With oceans warming over much larger spatial scale, marine ecosystems are under threat says a study
Saiqua Sultan
Bangalore, January 18, 2018: Rising sea temperatures could harm commercial fish stocks by adversely affecting their source of food, a new study has found.
University of Adelaide scientists have demonstrated how increased temperatures reduce the vital flow of energy from the primary food producers at the bottom like algae, to intermediate herbivorous consumers to predators at the top of marine food webs.
Hadayet Ullah, a Ph.D. student who conducted the study said the climate change led to the expansion of cyanobacteria (small blue-green algae) which is unpalatable and not consumed by herbivores.
However, there are scientists who adopt another view to the claims made by the study.
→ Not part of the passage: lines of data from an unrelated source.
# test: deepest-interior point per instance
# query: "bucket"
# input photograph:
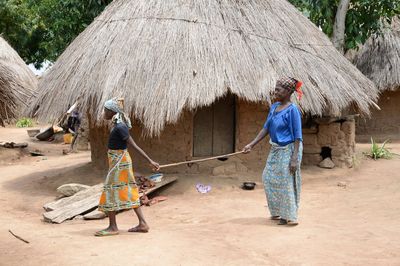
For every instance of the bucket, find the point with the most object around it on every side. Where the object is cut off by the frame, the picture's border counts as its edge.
(68, 138)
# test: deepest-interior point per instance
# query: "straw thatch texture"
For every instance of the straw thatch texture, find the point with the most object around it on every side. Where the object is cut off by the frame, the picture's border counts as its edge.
(379, 59)
(165, 56)
(17, 82)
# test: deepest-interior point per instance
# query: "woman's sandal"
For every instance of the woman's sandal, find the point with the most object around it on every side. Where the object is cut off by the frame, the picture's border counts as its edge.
(138, 230)
(292, 223)
(282, 222)
(106, 233)
(287, 222)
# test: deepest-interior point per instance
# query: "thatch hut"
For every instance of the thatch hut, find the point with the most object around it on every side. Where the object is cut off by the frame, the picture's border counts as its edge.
(379, 59)
(17, 83)
(197, 75)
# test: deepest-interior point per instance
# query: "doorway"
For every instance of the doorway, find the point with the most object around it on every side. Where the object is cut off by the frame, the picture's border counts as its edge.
(214, 128)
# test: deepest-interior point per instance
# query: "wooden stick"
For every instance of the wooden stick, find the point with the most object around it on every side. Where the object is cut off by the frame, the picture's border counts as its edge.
(18, 237)
(202, 160)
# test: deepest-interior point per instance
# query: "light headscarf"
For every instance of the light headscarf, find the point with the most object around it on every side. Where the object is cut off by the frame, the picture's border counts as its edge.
(291, 84)
(120, 116)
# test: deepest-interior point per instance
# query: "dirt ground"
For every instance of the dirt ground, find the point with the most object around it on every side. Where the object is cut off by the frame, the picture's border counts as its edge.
(358, 224)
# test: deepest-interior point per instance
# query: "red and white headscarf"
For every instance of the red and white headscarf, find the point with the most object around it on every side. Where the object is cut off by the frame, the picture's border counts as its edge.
(291, 84)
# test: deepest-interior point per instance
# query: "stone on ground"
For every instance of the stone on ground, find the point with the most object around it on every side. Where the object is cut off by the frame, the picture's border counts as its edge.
(327, 163)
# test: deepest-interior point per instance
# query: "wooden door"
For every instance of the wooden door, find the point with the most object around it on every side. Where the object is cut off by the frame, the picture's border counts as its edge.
(214, 128)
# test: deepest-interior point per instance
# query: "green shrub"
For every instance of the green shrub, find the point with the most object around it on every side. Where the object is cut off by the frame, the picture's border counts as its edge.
(24, 122)
(379, 152)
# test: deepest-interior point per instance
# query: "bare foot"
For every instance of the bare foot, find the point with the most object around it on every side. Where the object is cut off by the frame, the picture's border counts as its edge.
(139, 229)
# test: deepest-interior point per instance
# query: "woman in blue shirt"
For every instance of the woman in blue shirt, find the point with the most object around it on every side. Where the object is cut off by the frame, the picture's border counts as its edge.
(281, 176)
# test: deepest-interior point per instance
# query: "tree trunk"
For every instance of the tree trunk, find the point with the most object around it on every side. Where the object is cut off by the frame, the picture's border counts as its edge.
(340, 25)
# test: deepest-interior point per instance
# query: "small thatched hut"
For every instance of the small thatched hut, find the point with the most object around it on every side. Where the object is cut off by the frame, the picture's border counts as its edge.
(197, 75)
(379, 59)
(17, 83)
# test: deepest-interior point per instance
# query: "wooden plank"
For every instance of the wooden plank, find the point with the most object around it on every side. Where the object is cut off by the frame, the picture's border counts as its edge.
(88, 201)
(74, 198)
(165, 181)
(60, 215)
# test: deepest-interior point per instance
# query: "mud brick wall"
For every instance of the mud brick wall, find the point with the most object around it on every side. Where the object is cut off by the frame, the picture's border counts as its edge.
(383, 124)
(338, 137)
(82, 143)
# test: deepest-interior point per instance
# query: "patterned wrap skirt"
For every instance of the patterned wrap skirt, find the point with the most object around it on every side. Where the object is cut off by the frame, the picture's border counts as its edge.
(120, 189)
(282, 188)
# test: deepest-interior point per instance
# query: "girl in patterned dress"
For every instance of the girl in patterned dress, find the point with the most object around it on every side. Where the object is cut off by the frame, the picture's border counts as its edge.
(120, 190)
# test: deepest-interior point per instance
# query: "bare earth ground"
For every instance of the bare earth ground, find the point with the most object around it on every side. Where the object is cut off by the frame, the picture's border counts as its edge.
(355, 225)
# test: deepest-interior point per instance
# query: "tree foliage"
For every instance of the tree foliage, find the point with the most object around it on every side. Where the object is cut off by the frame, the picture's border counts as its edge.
(364, 17)
(41, 29)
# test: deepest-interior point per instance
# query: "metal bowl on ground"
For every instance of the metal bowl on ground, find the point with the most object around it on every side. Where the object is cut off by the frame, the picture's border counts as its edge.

Dr. D. Nagesh Kumar, Chairman, Centre for Earth Sciences says, “There is comfortable temperature zone for most of the fish to survive. They migrate to their comfort zone either in space or depth. Such comfortable temperature zones in sea are also called Potential Fishing Zones (PFZs). Thus the effects of rising sea temperature on the fish stock would be for them to migrate rather than perish.”
Prof. Ivan Nagelkerken, the supervisor of the study told the Softcopy, “The oceans are generally warming over a much larger spatial scale than many fish migrate. Then there are many species that are territorial and don’t migrate.”
“Also, different species migrate at different rates resulting in altered fish community compositions. And at the trailing edge (especially in the tropics) there are no fish to replace the original communities, leaving those areas denuded of healthy fish populations,” said Prof. Nagelkerken, who is also an associate professor at the University of Adelaide.
Published in the open access journal PLOS Biology, the study was conducted with twelve large 1,600-litre tanks with a range of species including algae, shrimp, sponges, snails, and fishes where conditions of increased ocean temperature and acidity caused by increasing human greenhouse gas emissions were mimicked in the tanks.
The mini-food web was maintained under future climate conditions for six months, during which time the researchers measured the survival, growth, biomass, and productivity of all animals and plants, and used these measurements in a sophisticated food web model.